A culture that truly focuses on output rather than presenteeism will support remote work. One that places high value on wellbeing will understand the gains to be had when wellbeing is prioritized. An infrastructure that provides easy communication between employees – remote and in the office and support for remote workers will likely find offering home-working to be beneficial.
One size doesn’t fit all and the success of an employee working remotely is likely to boil down to a person’s style of working and the job that they do. Some people find office chatter very distracting, whilst others may find it hard to knuckle down with a TV nearby at home. Some thrive from seeing the team each day, and others will work better if they have the opportunity to better juggle their home responsibilities.

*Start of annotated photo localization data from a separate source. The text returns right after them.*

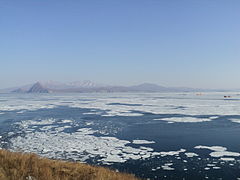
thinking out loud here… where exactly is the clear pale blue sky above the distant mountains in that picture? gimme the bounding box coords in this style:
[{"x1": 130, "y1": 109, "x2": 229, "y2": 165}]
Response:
[{"x1": 0, "y1": 0, "x2": 240, "y2": 89}]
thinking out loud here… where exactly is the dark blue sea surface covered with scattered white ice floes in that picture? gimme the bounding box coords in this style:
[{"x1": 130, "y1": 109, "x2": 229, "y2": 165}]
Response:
[{"x1": 0, "y1": 92, "x2": 240, "y2": 180}]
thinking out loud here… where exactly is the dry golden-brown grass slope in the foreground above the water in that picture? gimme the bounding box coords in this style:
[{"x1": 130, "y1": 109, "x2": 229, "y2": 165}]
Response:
[{"x1": 0, "y1": 150, "x2": 137, "y2": 180}]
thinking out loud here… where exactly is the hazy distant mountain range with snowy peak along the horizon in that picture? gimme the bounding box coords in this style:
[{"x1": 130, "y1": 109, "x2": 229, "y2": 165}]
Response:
[{"x1": 0, "y1": 81, "x2": 219, "y2": 93}]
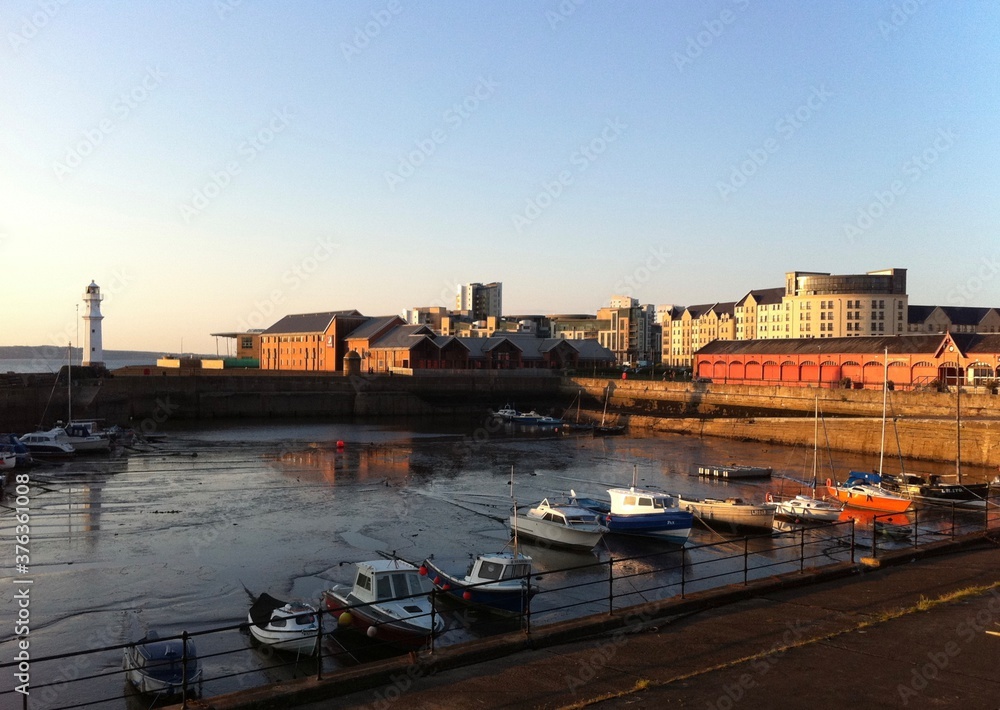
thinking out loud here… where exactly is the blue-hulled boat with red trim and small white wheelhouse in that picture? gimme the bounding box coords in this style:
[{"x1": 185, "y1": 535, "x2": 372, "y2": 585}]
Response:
[{"x1": 420, "y1": 551, "x2": 538, "y2": 614}]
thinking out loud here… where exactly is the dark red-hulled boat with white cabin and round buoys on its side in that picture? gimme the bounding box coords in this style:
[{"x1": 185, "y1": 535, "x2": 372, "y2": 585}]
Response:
[{"x1": 323, "y1": 559, "x2": 444, "y2": 651}]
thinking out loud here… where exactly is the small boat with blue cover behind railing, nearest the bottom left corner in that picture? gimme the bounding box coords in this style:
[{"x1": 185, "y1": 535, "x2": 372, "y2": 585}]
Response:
[{"x1": 122, "y1": 631, "x2": 201, "y2": 696}]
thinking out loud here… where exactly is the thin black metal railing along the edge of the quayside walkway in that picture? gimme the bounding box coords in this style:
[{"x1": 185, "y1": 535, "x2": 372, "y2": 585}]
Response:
[{"x1": 0, "y1": 500, "x2": 1000, "y2": 710}]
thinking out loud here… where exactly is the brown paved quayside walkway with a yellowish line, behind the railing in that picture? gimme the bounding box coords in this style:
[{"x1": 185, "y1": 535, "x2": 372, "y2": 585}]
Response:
[{"x1": 184, "y1": 543, "x2": 1000, "y2": 710}]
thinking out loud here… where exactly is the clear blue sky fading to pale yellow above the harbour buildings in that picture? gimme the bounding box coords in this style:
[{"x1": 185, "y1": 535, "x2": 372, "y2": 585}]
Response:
[{"x1": 0, "y1": 0, "x2": 1000, "y2": 352}]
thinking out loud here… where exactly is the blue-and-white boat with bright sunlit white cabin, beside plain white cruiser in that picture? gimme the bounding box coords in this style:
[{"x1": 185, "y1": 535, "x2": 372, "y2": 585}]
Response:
[{"x1": 570, "y1": 466, "x2": 694, "y2": 545}]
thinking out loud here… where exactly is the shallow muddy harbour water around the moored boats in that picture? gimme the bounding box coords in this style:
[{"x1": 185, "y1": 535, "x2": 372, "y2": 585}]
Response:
[{"x1": 0, "y1": 422, "x2": 984, "y2": 709}]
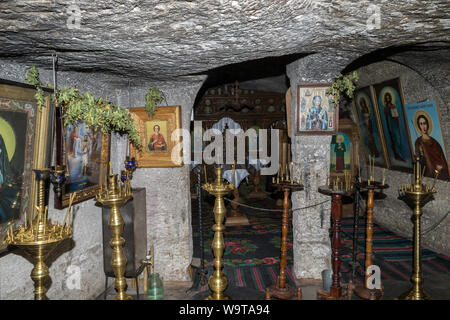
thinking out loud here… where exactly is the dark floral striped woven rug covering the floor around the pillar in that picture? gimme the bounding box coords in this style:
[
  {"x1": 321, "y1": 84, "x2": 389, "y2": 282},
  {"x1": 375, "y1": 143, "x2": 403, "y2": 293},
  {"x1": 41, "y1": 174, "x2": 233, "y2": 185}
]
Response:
[{"x1": 193, "y1": 199, "x2": 450, "y2": 291}]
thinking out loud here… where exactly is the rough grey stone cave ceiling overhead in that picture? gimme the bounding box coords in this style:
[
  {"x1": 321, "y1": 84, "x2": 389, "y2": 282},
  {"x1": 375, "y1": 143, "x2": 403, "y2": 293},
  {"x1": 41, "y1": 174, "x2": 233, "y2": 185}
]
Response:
[{"x1": 0, "y1": 0, "x2": 450, "y2": 80}]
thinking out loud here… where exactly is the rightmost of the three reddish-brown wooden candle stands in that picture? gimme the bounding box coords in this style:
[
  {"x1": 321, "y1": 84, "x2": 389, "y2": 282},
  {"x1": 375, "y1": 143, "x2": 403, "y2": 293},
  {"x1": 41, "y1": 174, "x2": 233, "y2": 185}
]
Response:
[{"x1": 355, "y1": 181, "x2": 388, "y2": 300}]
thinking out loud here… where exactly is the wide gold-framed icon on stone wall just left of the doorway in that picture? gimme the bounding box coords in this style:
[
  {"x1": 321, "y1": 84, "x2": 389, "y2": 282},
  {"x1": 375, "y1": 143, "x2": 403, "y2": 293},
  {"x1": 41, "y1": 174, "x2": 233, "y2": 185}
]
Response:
[{"x1": 130, "y1": 106, "x2": 183, "y2": 168}]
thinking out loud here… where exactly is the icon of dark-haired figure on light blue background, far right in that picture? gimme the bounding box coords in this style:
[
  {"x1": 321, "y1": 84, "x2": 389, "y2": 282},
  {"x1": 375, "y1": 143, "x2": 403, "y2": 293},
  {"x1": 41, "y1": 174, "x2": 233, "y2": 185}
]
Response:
[{"x1": 405, "y1": 101, "x2": 449, "y2": 180}]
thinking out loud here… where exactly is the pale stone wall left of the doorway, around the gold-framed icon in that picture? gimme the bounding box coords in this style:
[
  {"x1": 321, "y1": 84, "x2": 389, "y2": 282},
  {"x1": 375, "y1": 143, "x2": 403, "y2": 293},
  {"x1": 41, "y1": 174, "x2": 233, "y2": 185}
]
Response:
[{"x1": 111, "y1": 76, "x2": 205, "y2": 281}]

As the world of work changes and more people embrace the idea of remote working there’s been plenty of research into its benefits.
According to a study by Global Workplace Analytics, 86 percent of remote workers feel they are more productive working from home. Research also suggests that remote workers produce 43 percent more business volume than their in-office counterparts.
Stanford professor, Nick Bloom, conducted a study to evaluate the benefits of working from home. He found, not only were workers were more productive, but they also took less sick days, worked more hours, and took fewer breaks than those in the office. The employees in his study were happier and staff turnover went down.
Better work-life balance
It’s much easier to eat a healthy diet if you work from home. Eating a better diet could help avoid many prevalent health issues that not only cause us stress but mean time off work too.
Saving time on the commute means more time to do chores, walk the dog, get some extra rest – have a better, more balanced life! Extra time, along with having that time at home or with family is a sure-fire recipe for a healthier work-life balance. A 2011 study from Staples found that employees who worked from home experienced 25 percent less stress! And less stressed employees are far more productive! Hurrah!
Employers who offer flexible or remote working will make savings in their overheads – and lower the carbon footprint of their company (with less commuting). Remote employees use their own electricity, coffee and tea supplies, perhaps even their own laptop and they won’t need desk space either! Overtime these small incremental gains mount up. In addition, employers who aren’t fussed about the location of their team open up the talent pool from which they can hire, allowing them to find exactly the right candidate, rather than having to choose from someone local.
"If people can work where they live, they are going to live in different places," says Business school economics professor John Roberts. If people would rather live nearer family, in rural areas or abroad then the gains of remote work may well stretch beyond businesses and their employees, but could potentially benefit wider society as well.